The Station Strangler notion captured public imagination early in 1987 after the bodies of a number of Cape Flats boys who had been strangled and sodomised were found over a period of months. The spate of murders began in October 1986; by February 1988 eight boys had been murdered in similar manner. Another followed in October 1992. Between January and March 1994, 12 more bodies were found -- and also attributed to the Strangler.
Frantic Cape Flats’ parents formed vigilante gangs. Tensions rose. At one point, an angry crowd besieged a house where they believed the Strangler was hiding, breaking windows and trying to enter by forcing a hole in the roof.
Just before the April elections, Simons was arrested in connection with the murder of Van Rooyen, whose body had been found on March 19. Quoting “reliable sources”, news reports said “police were convinced that they finally had their man”.
Then there were media reports that Simons had confessed to being the Strangler. An article headlined “I slept next to the Strangler” reported that a man who shared a ward with Simons when he was in voluntary psychiatric care had said: “He smelt like the queen of England and admitted he was homosexual”. Another report claimed that Simons, a trained school teacher, would pinch children on their inner thighs as punishment and that his hands shook a lot, especially when he was with boys.
People who knew Simons were incredulous, but life on the Cape Flats returned to normal. At the last National Party rally before the elections, premiership candidate Hernus Kriel cashed in on the mood of relief by boasting: “We (the NP) caught the Station Strangler”.
It wasn’t the first time the NP had tried making political mileage out of the case. When granting the vote to prisoners became an election issue, Simons had yet to be arrested. The NP, wooing the coloured vote, ran an advertisement in Cape newspapers with the latest identikit of the Strangler under the headline: “Can you imagine the Cape Strangler having the vote? The ANC and the DP can.”
It was only after the elections, on April 30, that the validity of Simons’ “confession” was called into question. The Cape Supreme Court heard that Simons had been interrogated by police while still under psychiatric observation. He claimed to have been allowed little sleep since his arrest and to have become desperate enough to admit to anything. A court order forbidding police from further interrogating Simons was issued.

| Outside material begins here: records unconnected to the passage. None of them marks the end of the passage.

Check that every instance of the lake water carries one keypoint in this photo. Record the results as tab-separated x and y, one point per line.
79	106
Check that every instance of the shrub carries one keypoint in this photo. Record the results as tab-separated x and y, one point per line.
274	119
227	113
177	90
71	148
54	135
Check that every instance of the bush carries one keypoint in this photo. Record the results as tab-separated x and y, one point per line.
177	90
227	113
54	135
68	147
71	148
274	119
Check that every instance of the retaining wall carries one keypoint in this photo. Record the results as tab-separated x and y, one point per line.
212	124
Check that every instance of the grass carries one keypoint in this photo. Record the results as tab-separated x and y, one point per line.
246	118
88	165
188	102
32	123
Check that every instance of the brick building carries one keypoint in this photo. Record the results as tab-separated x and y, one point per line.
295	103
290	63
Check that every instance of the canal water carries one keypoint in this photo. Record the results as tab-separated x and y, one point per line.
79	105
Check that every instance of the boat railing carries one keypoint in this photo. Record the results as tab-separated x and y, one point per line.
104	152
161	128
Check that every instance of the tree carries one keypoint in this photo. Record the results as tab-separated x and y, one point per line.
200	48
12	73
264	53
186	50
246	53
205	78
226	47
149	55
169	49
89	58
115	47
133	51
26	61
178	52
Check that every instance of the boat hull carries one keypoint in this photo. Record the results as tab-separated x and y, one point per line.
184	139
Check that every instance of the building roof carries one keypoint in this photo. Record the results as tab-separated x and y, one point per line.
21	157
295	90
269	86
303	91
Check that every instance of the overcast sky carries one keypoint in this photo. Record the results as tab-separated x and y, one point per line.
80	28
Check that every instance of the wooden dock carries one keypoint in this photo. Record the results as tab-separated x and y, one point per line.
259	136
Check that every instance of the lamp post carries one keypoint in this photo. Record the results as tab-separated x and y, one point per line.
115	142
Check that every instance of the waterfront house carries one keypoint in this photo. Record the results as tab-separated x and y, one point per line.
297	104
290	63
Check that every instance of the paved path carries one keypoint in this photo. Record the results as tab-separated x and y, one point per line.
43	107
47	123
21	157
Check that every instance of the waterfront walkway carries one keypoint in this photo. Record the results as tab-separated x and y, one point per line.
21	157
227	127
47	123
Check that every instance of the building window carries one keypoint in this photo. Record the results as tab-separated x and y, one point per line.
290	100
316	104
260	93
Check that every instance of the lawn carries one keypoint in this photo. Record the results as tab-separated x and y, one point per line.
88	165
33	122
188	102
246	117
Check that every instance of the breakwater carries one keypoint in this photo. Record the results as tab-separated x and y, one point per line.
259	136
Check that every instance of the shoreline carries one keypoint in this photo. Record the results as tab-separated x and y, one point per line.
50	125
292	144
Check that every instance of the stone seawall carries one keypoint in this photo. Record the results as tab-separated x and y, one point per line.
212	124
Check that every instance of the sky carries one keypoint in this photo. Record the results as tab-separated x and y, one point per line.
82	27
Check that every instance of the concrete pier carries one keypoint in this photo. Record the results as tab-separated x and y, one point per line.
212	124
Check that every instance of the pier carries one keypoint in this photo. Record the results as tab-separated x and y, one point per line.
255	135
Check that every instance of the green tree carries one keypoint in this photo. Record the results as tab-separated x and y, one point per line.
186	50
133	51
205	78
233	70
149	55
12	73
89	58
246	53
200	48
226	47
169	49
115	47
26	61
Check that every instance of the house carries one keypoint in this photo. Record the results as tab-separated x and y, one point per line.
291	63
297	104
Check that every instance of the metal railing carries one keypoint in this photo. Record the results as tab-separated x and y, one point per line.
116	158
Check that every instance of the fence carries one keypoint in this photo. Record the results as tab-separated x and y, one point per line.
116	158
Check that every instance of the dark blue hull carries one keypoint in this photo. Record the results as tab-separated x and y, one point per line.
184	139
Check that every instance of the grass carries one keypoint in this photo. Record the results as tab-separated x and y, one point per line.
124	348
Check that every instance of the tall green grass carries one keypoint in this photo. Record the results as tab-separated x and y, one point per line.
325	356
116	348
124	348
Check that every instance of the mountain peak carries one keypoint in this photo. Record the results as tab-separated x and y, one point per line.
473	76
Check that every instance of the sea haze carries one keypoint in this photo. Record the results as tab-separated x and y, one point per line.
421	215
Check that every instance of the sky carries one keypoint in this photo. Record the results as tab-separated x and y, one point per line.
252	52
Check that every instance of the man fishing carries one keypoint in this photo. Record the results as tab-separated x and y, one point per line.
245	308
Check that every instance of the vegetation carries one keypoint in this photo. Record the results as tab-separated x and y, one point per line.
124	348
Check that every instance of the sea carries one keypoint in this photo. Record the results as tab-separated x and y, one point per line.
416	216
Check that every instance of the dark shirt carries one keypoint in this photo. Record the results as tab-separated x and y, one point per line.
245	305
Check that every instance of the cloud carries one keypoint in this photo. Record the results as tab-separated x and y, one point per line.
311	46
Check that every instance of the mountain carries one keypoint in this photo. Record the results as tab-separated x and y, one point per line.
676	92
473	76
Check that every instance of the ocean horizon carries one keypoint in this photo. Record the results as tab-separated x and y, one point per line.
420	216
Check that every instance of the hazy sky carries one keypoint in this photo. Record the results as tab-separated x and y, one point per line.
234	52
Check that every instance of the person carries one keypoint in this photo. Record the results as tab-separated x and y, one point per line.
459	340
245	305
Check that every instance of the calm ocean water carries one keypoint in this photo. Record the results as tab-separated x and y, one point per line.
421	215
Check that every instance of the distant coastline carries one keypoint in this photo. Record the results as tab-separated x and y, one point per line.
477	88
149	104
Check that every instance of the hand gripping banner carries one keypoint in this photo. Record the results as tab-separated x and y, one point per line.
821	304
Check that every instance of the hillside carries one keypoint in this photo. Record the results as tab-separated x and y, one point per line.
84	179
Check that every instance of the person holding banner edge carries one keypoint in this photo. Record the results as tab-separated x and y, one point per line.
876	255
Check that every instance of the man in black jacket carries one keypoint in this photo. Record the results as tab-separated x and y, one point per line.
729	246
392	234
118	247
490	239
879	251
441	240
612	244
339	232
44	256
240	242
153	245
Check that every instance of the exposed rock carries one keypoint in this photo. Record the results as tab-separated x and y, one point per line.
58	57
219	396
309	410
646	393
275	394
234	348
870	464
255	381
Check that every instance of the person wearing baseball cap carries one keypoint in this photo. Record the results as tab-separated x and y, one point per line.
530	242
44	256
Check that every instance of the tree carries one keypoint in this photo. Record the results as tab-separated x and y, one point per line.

For anyone to be interrogated while under psychiatric observation is “bizarre”, comments associate professor Wilfred Schurf, director of the University of Cape Town’s Institute of Criminology.
While Dowd denies that police were serving any political agenda, both Schurf and Simons’ attorney, Nu’maan Long, note the usefulness to the NP of Simons’ arrest.
Says Schurf: “I think the timing of the arrest of a Strangler suspect to coincide with the election campaign raises questions about the connection between the two, especially when the police are deeply embarrassed that their initial claims that they had the Station Strangler were not as near to the truth as they wanted them to be.”
Long blames irresponsible reporting for the hysteria surrounding Simons. “Simons is finished,” he adds. “He has no life outside. Where is the concept that a suspect is innocent until proven guilty?”
The police taskforce probing the case has been scaled down since Simons’ arrest. Colonel Leonard Knipe, chief investigating officer, this week condemned “hysterical and unfounded reporting, which is more damaging than anything else” to the investigation.
Although he was only convicted of one murder, Simons is classified as a serial killer as he is alleged to be the notorious “station strangler” who stalked and killed 22 children on the Cape Flats in the 1980s.